Już w 1960 r. Podejrzewano powstawanie nowych neuronów w części hipokampu w życiu poporodowym iu młodych dorosłych , w szczególności przez Altmana i Dasa w 1965 r. Około 1970 r. André Gernez i jego współpracownicy stwierdzili, że neurogeneza nadal istnieje po urodzenia . Jednak znaczenie tych wyników nie zostało wykorzystane, a temat pozostawał kontrowersyjny przez blisko dwadzieścia lat.
W 1989 roku zespół Sally Temple opisał istnienie multipotencjalnych przodków zdolnych do samoodnawiania w strefie podkomorowej mózgu myszy. W 1992 roku Reynolds i Weiss jako pierwsi wyizolowali nerwowe komórki macierzyste i progenitorowe z „grubej” sekcji prążkowia , zawierającej obszar podkomorowy mózgów dorosłych myszy.
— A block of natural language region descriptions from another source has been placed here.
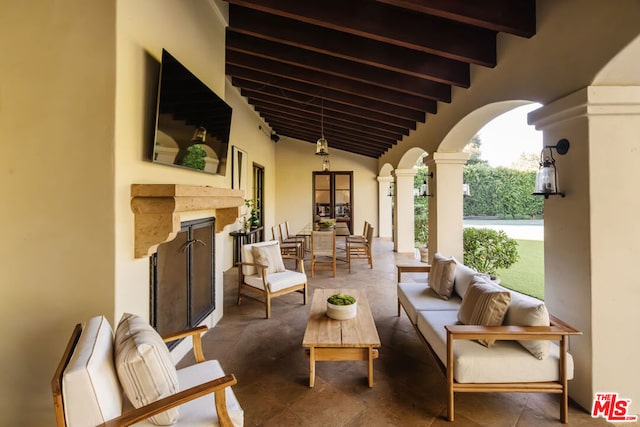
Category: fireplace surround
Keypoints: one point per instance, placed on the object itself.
(158, 209)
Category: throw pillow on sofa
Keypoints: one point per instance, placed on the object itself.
(441, 275)
(484, 304)
(144, 365)
(270, 256)
(528, 311)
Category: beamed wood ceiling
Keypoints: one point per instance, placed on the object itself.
(368, 70)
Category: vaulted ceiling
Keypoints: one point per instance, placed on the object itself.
(363, 72)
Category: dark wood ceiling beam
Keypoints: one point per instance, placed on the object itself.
(392, 25)
(338, 67)
(330, 128)
(309, 120)
(325, 80)
(294, 101)
(337, 143)
(508, 16)
(366, 51)
(328, 117)
(333, 136)
(256, 80)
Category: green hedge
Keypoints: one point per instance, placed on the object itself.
(501, 192)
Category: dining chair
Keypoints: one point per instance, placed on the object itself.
(362, 236)
(360, 248)
(323, 251)
(287, 237)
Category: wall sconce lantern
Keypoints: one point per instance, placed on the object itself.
(547, 176)
(423, 191)
(200, 135)
(325, 164)
(391, 192)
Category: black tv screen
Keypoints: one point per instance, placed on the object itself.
(192, 122)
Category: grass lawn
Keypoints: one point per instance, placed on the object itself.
(526, 275)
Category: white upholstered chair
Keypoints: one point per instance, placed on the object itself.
(323, 251)
(99, 378)
(263, 276)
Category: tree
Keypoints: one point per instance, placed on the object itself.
(473, 148)
(420, 206)
(487, 250)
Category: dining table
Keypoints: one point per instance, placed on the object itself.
(341, 229)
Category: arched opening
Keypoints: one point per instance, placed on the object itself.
(500, 176)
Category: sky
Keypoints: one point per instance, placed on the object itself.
(507, 136)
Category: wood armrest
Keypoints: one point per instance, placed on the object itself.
(219, 384)
(524, 333)
(196, 336)
(198, 330)
(299, 262)
(412, 268)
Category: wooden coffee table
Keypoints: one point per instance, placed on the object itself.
(326, 339)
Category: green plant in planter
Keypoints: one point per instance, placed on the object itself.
(341, 299)
(195, 157)
(487, 250)
(253, 212)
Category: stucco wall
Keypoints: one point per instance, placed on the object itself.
(57, 85)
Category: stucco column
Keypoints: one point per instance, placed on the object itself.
(445, 206)
(592, 236)
(385, 206)
(403, 209)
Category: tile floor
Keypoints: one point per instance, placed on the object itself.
(273, 375)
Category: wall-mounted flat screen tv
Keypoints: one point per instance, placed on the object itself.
(192, 122)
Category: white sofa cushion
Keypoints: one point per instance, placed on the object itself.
(90, 388)
(528, 311)
(441, 275)
(144, 366)
(484, 304)
(418, 296)
(505, 362)
(277, 281)
(201, 412)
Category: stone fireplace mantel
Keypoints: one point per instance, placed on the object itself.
(157, 209)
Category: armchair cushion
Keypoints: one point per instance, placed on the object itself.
(92, 393)
(201, 412)
(484, 304)
(277, 281)
(441, 275)
(270, 256)
(144, 366)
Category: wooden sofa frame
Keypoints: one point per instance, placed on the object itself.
(135, 415)
(557, 331)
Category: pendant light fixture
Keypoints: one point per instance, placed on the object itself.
(322, 146)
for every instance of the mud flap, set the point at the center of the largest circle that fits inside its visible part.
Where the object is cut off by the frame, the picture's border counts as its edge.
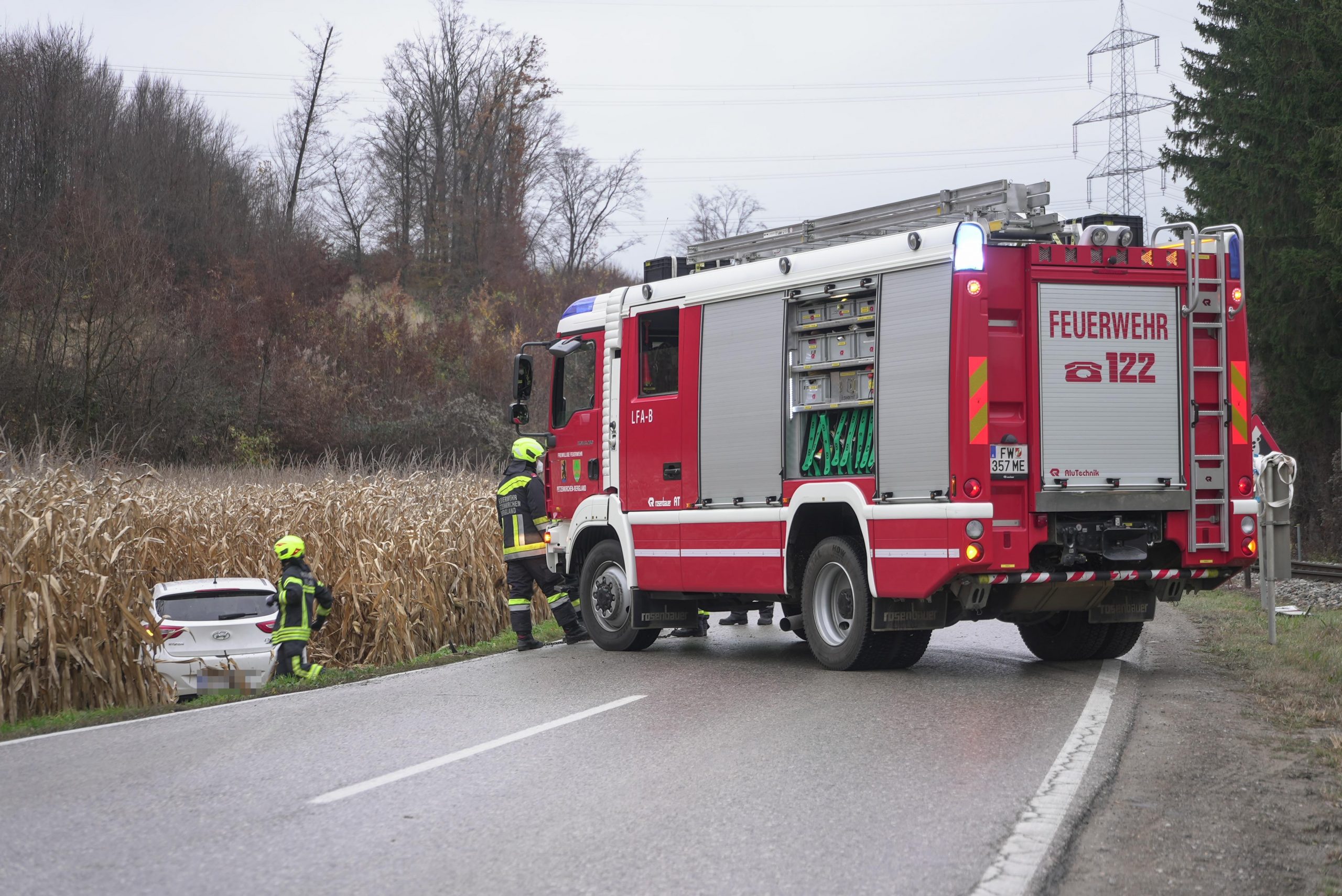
(898, 614)
(654, 612)
(1125, 605)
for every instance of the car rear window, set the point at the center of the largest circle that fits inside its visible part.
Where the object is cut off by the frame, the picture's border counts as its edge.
(211, 607)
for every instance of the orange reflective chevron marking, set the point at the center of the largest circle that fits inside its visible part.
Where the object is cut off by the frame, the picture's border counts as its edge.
(1239, 403)
(979, 401)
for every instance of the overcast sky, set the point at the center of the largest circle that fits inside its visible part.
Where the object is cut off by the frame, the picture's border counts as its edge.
(815, 108)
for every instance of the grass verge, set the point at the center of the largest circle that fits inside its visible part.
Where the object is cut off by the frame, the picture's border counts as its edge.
(1298, 683)
(547, 631)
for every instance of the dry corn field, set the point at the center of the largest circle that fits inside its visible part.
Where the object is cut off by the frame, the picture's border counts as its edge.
(413, 560)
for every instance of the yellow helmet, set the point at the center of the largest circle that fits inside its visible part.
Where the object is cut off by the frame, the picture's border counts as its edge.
(528, 450)
(290, 547)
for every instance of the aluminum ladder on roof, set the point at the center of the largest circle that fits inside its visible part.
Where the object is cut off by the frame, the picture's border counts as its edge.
(1005, 207)
(1208, 312)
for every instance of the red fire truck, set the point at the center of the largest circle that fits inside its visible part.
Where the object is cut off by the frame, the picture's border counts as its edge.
(945, 410)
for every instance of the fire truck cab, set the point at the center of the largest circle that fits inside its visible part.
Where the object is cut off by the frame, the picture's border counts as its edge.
(947, 410)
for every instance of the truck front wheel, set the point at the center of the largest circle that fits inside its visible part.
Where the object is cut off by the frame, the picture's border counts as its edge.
(1065, 636)
(837, 609)
(608, 603)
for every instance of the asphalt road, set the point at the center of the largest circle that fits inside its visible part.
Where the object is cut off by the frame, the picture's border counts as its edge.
(745, 769)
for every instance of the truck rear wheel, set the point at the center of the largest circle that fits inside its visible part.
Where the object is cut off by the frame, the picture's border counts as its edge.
(608, 603)
(837, 609)
(1065, 636)
(1120, 639)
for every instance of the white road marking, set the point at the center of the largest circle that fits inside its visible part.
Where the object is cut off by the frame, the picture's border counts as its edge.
(1024, 851)
(470, 751)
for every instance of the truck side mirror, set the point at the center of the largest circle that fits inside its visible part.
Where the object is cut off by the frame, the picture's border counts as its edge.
(523, 379)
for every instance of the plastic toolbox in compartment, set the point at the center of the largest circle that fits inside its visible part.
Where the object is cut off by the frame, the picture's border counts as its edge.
(813, 351)
(866, 344)
(843, 346)
(843, 385)
(840, 310)
(811, 314)
(814, 391)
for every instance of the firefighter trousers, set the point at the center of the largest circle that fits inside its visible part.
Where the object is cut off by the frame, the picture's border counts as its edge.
(525, 572)
(291, 659)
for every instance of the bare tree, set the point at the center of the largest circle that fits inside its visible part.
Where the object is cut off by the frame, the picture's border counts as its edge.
(727, 212)
(584, 200)
(352, 200)
(304, 128)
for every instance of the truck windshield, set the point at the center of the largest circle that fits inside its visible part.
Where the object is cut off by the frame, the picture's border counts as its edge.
(575, 384)
(212, 607)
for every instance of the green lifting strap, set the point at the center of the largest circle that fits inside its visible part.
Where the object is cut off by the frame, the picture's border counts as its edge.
(813, 439)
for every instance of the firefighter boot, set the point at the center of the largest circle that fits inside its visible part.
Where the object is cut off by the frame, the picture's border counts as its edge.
(700, 628)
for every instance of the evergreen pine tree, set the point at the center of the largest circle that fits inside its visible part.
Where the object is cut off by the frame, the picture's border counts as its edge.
(1259, 143)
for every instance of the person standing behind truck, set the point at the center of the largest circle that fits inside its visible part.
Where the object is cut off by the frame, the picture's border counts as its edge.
(521, 505)
(305, 604)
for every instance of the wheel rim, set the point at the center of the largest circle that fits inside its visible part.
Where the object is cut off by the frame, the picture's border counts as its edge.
(834, 604)
(611, 597)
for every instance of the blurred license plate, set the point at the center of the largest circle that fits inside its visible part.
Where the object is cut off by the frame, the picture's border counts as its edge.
(1010, 462)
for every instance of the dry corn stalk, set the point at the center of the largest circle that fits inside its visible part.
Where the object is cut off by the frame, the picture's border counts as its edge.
(414, 562)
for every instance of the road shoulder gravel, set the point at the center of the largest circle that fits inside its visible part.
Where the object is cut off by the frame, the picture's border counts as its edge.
(1207, 797)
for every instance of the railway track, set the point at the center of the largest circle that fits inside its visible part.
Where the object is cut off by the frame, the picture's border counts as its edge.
(1325, 572)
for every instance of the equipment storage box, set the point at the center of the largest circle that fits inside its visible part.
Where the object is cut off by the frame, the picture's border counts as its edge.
(815, 391)
(813, 349)
(840, 310)
(843, 384)
(866, 384)
(811, 314)
(843, 346)
(866, 344)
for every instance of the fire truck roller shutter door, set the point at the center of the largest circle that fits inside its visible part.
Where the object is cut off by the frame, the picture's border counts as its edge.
(741, 399)
(913, 383)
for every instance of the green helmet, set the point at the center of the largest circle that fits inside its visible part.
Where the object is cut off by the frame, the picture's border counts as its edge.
(528, 450)
(290, 547)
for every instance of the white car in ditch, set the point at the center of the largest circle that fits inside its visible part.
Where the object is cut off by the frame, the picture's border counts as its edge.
(217, 633)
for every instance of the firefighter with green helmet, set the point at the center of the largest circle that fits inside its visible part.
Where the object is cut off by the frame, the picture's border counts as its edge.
(523, 514)
(305, 605)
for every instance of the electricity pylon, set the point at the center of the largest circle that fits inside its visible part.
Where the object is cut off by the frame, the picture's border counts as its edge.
(1127, 161)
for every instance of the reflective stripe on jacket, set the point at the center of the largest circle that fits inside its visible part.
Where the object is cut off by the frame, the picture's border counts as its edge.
(521, 505)
(298, 589)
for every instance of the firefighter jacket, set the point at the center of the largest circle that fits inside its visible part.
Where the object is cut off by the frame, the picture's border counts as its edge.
(298, 591)
(521, 502)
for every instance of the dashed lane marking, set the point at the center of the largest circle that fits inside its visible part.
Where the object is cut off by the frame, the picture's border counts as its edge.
(1027, 847)
(470, 751)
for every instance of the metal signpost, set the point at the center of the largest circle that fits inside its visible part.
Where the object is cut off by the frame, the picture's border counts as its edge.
(1275, 489)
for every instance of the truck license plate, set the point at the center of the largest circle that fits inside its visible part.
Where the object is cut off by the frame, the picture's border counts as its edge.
(1010, 462)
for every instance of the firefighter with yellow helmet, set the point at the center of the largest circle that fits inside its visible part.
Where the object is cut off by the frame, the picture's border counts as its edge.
(523, 514)
(305, 604)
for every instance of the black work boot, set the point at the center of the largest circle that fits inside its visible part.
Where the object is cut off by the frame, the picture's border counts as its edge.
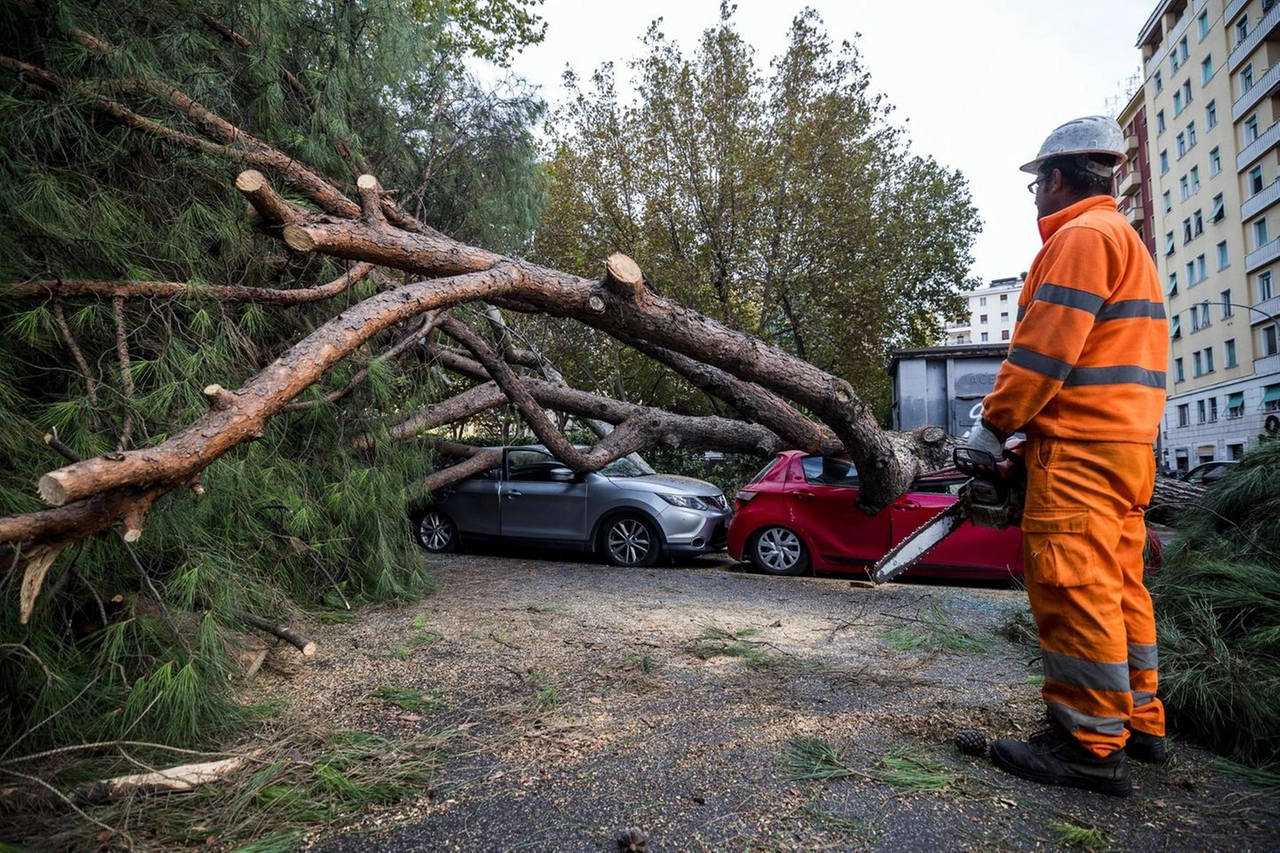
(1147, 748)
(1055, 757)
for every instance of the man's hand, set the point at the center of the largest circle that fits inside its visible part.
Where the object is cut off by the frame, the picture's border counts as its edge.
(986, 441)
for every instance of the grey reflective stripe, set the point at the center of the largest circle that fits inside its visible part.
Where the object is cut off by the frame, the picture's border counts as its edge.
(1130, 309)
(1075, 720)
(1125, 374)
(1042, 364)
(1093, 675)
(1143, 656)
(1069, 296)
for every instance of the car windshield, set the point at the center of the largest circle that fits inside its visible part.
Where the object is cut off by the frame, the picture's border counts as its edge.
(622, 468)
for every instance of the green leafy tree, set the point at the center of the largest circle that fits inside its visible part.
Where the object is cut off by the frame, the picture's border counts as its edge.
(790, 208)
(112, 170)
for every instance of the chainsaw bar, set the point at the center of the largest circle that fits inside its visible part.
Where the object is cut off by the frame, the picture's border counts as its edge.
(909, 551)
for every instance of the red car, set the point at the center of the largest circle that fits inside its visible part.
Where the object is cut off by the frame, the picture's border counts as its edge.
(798, 515)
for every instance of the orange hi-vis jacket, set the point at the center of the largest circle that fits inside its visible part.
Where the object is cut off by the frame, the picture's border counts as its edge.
(1089, 351)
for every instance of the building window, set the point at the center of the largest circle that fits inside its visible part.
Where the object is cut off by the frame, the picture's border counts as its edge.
(1269, 349)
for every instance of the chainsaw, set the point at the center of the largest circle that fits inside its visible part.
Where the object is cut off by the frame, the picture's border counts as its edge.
(988, 498)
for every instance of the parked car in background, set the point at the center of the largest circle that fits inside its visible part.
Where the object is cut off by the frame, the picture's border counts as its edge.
(621, 512)
(1207, 473)
(799, 515)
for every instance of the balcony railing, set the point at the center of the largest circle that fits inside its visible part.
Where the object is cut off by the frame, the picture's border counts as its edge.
(1261, 200)
(1257, 147)
(1266, 85)
(1262, 255)
(1264, 30)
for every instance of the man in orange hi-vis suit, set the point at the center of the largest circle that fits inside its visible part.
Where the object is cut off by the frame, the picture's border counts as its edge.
(1084, 381)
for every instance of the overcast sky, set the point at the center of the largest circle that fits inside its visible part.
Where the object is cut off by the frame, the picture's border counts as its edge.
(978, 83)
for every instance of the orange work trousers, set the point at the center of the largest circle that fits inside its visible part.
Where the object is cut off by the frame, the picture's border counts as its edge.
(1083, 538)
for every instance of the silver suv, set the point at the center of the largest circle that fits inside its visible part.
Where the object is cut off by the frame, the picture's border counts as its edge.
(627, 516)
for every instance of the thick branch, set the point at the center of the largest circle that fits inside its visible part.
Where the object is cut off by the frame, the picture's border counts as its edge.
(183, 291)
(218, 430)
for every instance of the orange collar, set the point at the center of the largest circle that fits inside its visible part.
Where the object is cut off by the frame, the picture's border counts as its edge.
(1050, 224)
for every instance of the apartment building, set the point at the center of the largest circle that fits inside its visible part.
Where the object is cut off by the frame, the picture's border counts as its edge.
(1210, 209)
(992, 310)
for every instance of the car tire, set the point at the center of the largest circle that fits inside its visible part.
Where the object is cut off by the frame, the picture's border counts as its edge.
(435, 532)
(630, 541)
(778, 551)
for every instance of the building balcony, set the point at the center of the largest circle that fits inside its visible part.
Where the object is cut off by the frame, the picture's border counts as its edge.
(1257, 147)
(1130, 183)
(1265, 86)
(1262, 255)
(1269, 23)
(1261, 200)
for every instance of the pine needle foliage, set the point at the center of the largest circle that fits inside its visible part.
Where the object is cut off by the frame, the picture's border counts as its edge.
(1217, 611)
(137, 641)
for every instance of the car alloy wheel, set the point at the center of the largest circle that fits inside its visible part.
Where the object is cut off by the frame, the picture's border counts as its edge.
(778, 551)
(435, 532)
(630, 541)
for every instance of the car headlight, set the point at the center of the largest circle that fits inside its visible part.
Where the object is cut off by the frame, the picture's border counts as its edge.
(686, 501)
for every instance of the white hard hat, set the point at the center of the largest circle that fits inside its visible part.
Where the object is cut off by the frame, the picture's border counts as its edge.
(1088, 135)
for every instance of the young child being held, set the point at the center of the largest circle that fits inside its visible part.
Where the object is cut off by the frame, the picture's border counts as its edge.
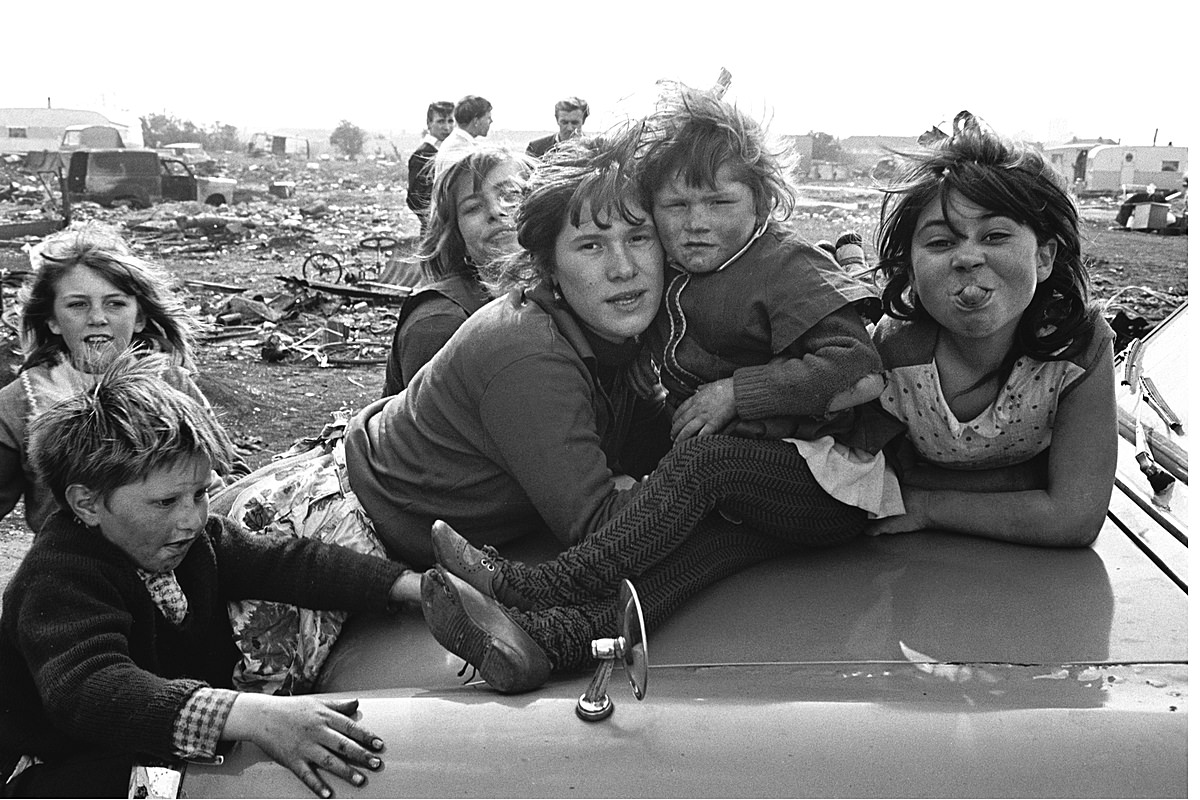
(114, 638)
(997, 365)
(90, 299)
(757, 328)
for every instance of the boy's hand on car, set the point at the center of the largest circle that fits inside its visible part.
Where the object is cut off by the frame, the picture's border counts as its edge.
(709, 410)
(306, 735)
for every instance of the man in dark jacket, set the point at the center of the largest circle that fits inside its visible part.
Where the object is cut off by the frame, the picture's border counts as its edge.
(438, 124)
(570, 114)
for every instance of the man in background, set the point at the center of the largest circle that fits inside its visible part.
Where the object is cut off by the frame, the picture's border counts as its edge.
(473, 115)
(438, 124)
(570, 114)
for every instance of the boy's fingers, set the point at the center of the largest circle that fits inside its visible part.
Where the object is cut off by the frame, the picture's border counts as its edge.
(312, 780)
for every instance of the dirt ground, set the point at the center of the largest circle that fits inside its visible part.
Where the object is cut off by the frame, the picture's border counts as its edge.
(267, 405)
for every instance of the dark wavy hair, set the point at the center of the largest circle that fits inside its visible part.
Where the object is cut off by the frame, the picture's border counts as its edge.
(168, 325)
(694, 133)
(443, 251)
(1008, 179)
(591, 172)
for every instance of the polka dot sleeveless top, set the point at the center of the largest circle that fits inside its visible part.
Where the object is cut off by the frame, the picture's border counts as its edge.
(1014, 428)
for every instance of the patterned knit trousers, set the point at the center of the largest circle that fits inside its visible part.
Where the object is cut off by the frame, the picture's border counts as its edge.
(767, 485)
(671, 545)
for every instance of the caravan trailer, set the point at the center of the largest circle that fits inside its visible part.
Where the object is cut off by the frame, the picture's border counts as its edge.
(1117, 168)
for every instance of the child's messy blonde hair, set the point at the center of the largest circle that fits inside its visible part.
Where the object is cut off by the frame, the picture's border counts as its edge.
(693, 133)
(117, 433)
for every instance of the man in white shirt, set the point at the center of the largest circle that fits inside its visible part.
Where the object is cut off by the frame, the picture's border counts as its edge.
(473, 115)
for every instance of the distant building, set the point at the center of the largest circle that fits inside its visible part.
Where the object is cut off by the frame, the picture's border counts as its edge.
(33, 130)
(1071, 157)
(863, 152)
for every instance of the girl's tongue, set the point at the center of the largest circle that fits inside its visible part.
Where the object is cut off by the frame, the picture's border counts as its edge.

W tym samym roku zespół Constance Cepko i Evan Y. Snyder jako pierwszy wyizolował komórki multipotencjalne z móżdżku myszy, transfekował je onkogenem v-myc i ponownie wszczepił do mózgu noworodka. Jego praca utorowała drogę do możliwości generowania nowych komórek nerwowych w mózgu z komórek macierzystych. W 1998 roku Elizabeth Gould z Princeton University wykazała neurogenezę w określonej części hipokampu dorosłej małpy . To samo zjawisko obserwuje zespół Freg Gage z Salk Institute w Kalifornii u ludzi . Od tego czasu komórki macierzyste i progenitorowe zostały wyizolowane z innych obszarów ośrodkowego układu nerwowego, w tym rdzenia kręgowego , u różnych gatunków, w tym ludzi.